Bevor Kundenbedürfnisse im Detail analysiert werden können, müssen die Zielkunden definiert und deren Bedürfnisse und die Customer Journey analysiert werden.

Personas

Um die Kunden besser zu verstehen und auf ihre Bedürfnisse gezielt einzugehen, hilft eine  Segmentierung nach Personas. Diese muss immer auf realen Daten basieren, da die Kundentypen sonst zu Märchenfiguren werden.

Eine bedürfnis- und zielorientierte Segmentierung nach Personas führt zu besseren Resultaten, da sie im Unterschied zu Sinus-Milieus und soziodemografischen Merkmalen nicht von einer einheitlichen Denk- und Handlungsweise aller Menschen ausgeht.

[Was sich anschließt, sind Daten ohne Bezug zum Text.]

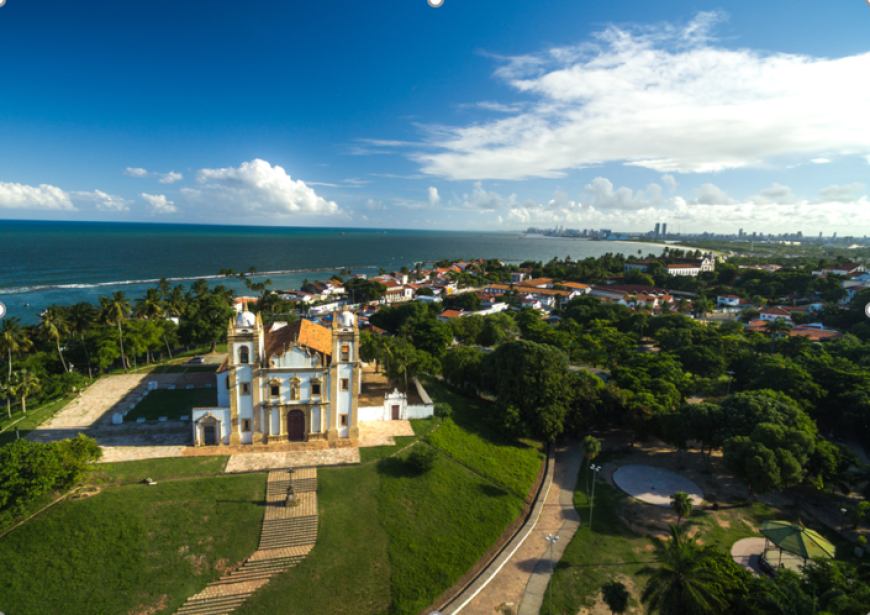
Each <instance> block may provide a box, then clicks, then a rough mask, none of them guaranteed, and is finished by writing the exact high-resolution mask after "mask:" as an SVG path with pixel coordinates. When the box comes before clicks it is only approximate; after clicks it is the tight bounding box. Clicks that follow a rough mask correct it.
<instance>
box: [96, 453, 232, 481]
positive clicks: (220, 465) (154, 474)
mask: <svg viewBox="0 0 870 615" xmlns="http://www.w3.org/2000/svg"><path fill="white" fill-rule="evenodd" d="M228 460H229V456H223V457H168V458H165V459H142V460H139V461H122V462H118V463H101V464H99V465H97V466H96V470H95V472H94V474H93V476H92V477H91V481H90V482H92V483H97V482H100V481H101V482H103V483H113V484H120V485H129V484H134V483H141V482H142V481H143V480H145V479H146V478H151V479H153V480H155V481H161V480H166V479H170V478H194V477H203V476H217V475H219V474H222V473H223V471H224V468H225V467H226V465H227V461H228Z"/></svg>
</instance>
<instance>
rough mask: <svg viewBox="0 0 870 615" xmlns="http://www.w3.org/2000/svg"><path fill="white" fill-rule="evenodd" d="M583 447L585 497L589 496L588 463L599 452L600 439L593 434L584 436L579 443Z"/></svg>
mask: <svg viewBox="0 0 870 615" xmlns="http://www.w3.org/2000/svg"><path fill="white" fill-rule="evenodd" d="M580 447H581V448H582V449H583V464H584V466H585V467H586V497H587V498H588V497H589V465H590V464H591V462H592V460H593V459H595V458H596V457H598V455H599V454H600V453H601V440H599V439H598V438H596V437H595V436H586V437H585V438H583V442H582V443H581V444H580Z"/></svg>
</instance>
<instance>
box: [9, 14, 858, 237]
mask: <svg viewBox="0 0 870 615" xmlns="http://www.w3.org/2000/svg"><path fill="white" fill-rule="evenodd" d="M868 27H870V6H868V4H867V3H866V2H865V1H864V0H842V1H840V2H836V3H830V2H828V3H818V2H809V1H802V2H790V3H785V2H776V1H770V2H765V3H758V2H729V3H710V2H692V3H689V2H681V1H677V2H669V3H650V2H635V1H622V2H619V3H585V2H576V1H568V0H565V1H562V2H528V1H526V2H519V1H517V0H500V1H498V2H496V1H494V0H444V4H443V6H441V7H440V8H432V7H430V6H429V5H428V4H427V2H426V0H391V1H381V2H375V1H370V2H348V1H341V0H339V1H337V2H301V1H298V0H294V1H289V2H277V1H268V2H267V1H253V2H246V3H239V2H234V3H230V2H224V1H222V0H218V1H213V2H208V3H206V2H201V1H199V0H190V1H188V2H182V3H179V2H166V1H162V0H158V1H156V2H151V3H148V4H141V3H130V2H110V1H108V0H103V1H94V0H84V1H80V2H59V1H54V0H48V1H42V2H34V1H32V0H7V2H6V4H5V5H4V6H2V7H0V57H2V58H4V61H3V62H2V63H0V219H2V218H7V219H51V220H55V219H69V220H116V221H145V222H189V223H219V224H276V225H317V226H363V227H366V226H371V227H404V228H431V229H504V230H507V229H516V228H525V227H526V226H530V225H536V226H553V225H555V224H560V225H564V226H568V227H572V228H600V227H606V228H618V229H624V230H646V229H650V228H651V227H652V225H653V224H654V222H656V221H662V222H667V223H668V225H669V228H670V229H672V230H674V231H676V230H683V231H696V230H711V231H721V232H729V231H736V230H737V229H738V228H744V229H745V230H748V231H759V232H767V231H771V232H781V231H798V230H800V231H803V232H804V233H805V234H816V233H818V232H819V231H824V232H825V233H826V234H827V233H830V232H835V231H836V232H838V233H839V234H840V235H847V234H856V235H863V234H868V233H870V215H868V213H867V212H868V211H870V200H868V197H867V194H868V186H867V178H868V177H870V114H868V113H867V109H870V87H868V86H867V85H866V82H867V75H868V74H870V53H868V52H870V43H868V38H867V35H866V34H867V31H868Z"/></svg>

Die sechs verschiedenen Kundentypen

Mithilfe des Modells von Osterwalder, angelehnt an Business Model Canvas, können Aufgaben, sowie Gain- and Pain-Points vom Kundentypen analysiert und definiert werden.

Customer Journey

Die Customer Journey konzentriert sich auf die Interaktion eines Kunden mit dem Produkt oder Service und dokumentiert die Ereigniskette (Was ist passiert?) und die Erlebniskette (Wie wurde das erlebt?) eines Kunden bei dieser Interaktion. Es handelt sich um die Reise von der Bedürfniserweckung bis zur Bedürfnisbefriedigung. Wichtig ist zu verstehen, dass die Customer Journey pro Kundentyp unterschiedlich sein kann.

Wie Personas müssen auch Customer Journeys immer auf realen Daten basieren, sonst sind sie Märchen.

SCOPE

In der Scope Phase konzentrieren sich Unternehmen auf die Funktionalitäten und Inhalte der Produkte und Services. Die IST-Situation wurde zuvor definiert, nun konzentriert man sich auf den SOLL-Zustand. In der Fachsprache auch SOLL-Journey genannt.

Als Basis dafür werden die Daten aus der Phase Strategy verwendet und in Inhalte und Funktionalitäten transferiert. Die SOLL-Journey definiert den idealen Weg einer Persona über verschiedene Kanäle von der Bedürfnisentstehung bis zur Bedürfnisbefriedigung und differenziert an richtiger Stelle gegenüber der Konkurrenz. Auch sie ist pro Kundentyp unterschiedlich.

Es ist wichtig zu bedenken, dass Kunden über verschiedene Kanäle angesprochen werden sollten (Cross-Channel-Erlebnis). Der richtige Mix ist dabei das A und O – digital first ist nicht in jedem Fall der richtige Ansatz.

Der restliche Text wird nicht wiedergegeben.